BWW...I can't thank you enough for scanning this glorious and haunting portrait of the Romanovs Star  Thumb up.I can't know for certain, but I think for many people who can't let go of their story, the key is those beautiful and tragic children. I honestly do not think if it had only been Nicholas and Alexandra who met their brutal end in the Ipatiev basement the fascination(in some cases obsession) with this family would be so enduring. It is those five innocent children who are the primary reason that for a close to a century after it all happened they continue their hold on the imagination of so many.

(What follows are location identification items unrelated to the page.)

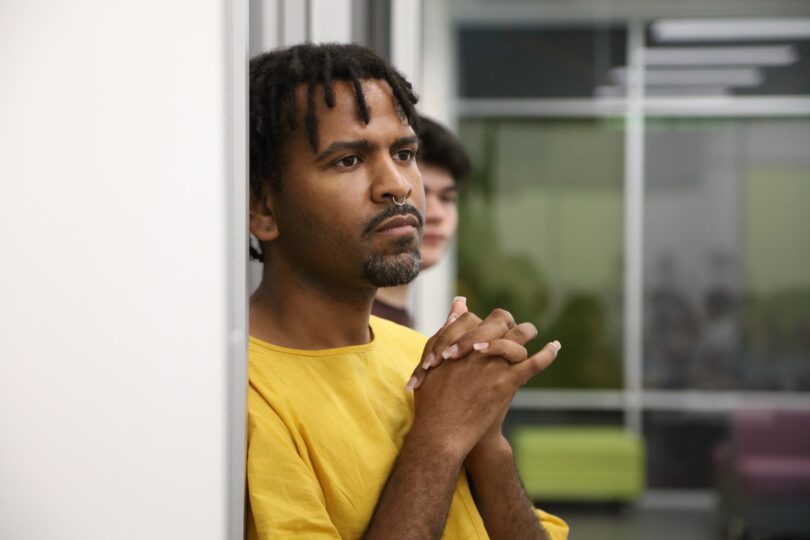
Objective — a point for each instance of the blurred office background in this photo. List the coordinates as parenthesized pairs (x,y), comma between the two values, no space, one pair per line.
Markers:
(642,172)
(641,184)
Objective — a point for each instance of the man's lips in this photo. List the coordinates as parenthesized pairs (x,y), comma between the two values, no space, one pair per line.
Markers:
(433,238)
(402,224)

This is only my opinion of course.

The great tragedy of Nicholas's life-and Alix's too...was that they were essentially a simple couple who would have been suited-not to mention much happier-living in the English countryside as anonymous aristocrats.

If their cousins in England had been more pro-active in negotiating with Kerensky's Provisional Government for their release while there was still time to do so, I can well imagine that that was the kind of life they would have settled into.

Nicholas and especially Alexandra would have been horrified and depressed as expatriates living in Britain to see what their beloved country descended to under Stalin and the Bolsheviks...but at least they and their children would have been alive.